Just got it today. HELP HELP HELP stop me before I buy again!!! Although it does contain the perfect birthday gift for Cape Chef.


----------



## helena sarin (Sep 1, 2002)

Suzanne, i share your pain. 
What books are you looking at?
I've ordered already "Apple Pie Perfect" and am waiting for the following books to appear in bookstores (funny enough all of them appear on the cover page of the catalog):
The Zuni Cafe by Judy Rodgers;
Casual Cooking by Chiarello;
Girardet;
Jeremiah Towers Cooks;

thanks, helena


----------



## cape chef (Jul 31, 2000)

Hi Helena,

Welcome to cheftalk.

I love all things Girardet!!!! I've looked up to him as no one else.

Hey is the Chiarella book from his PBS series ? I enjoy Michaels approach to cooking.

BTW Suzanne,

You've cought my curiosity!!


----------



## brreynolds (Apr 26, 2001)

My name is BR, and I am a cookbook addict. I have only been straight for three days.... Oh, wait, wrong meeting. This is the enablers' group.
Helena, I'm curious why you are waiting for a book to show up in a bookstore, if you have the Jessica's Biscuit catalog. Have you found a store cheaper than Jessica's Biscuit? If so, where is it? If you are after instant gratification, have you tried the Jessica's Biscuit website? Delivery within a couple of days. Definitely faster than waiting for a bookstore to stock something. (Have some Madeira, my dear.)


----------



## suzanne (May 26, 2001)

Most often I find that J'sB has the best prices; on very rare occasion Amazon does; and I haven't tried Edward Hamilton or any of the others.

I don't know if Helena is like me, but I like to actually flip through a book before I buy it. Get a feel for how the recipes are written, what the pictures are like (_there had better be pictures!!!_), the layout and indexing, and so on. So very often before I order a book I'll try to have a look at it first.

BR: And what have YOU done with a wompom? You seem to be familiar with Flanders and Swann!


----------



## phatch (Mar 29, 2002)

J's B for me is a reason to hook up with the library catalog on the internet. That way I can preview a cookbook to see if I really want to spend the money on it. 

But it's fun when it arrives.

Phil


----------



## marmalady (Apr 19, 2001)

Haven't gotten my JB yet - almost glad, as we're trying to pinch those pennies for our move! I do admit to drooling when I look over the catalog! 

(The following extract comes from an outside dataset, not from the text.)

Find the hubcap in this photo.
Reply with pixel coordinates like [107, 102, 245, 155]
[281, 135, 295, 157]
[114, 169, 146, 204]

I also like to 'review' a book before I buy it, and my local library has a fantastic cookbook section which they keep pretty current; it's a great source to 'check out' a book for free before you buy it.


----------



## isa (Apr 4, 2000)

I have enough temptation with The Good Cook and the internet.... And let's not forget the soon to be published list.


----------



## athenaeus (Jul 24, 2001)

[email protected]#$%^ Suzanne

I resisted so hard to read this thread when you first posted it 

JB don't ship to Greece and for the moment I am safe


----------



## marmalady (Apr 19, 2001)

Dear A - We'd be glad to take an order for you, and ship it ourselves!


----------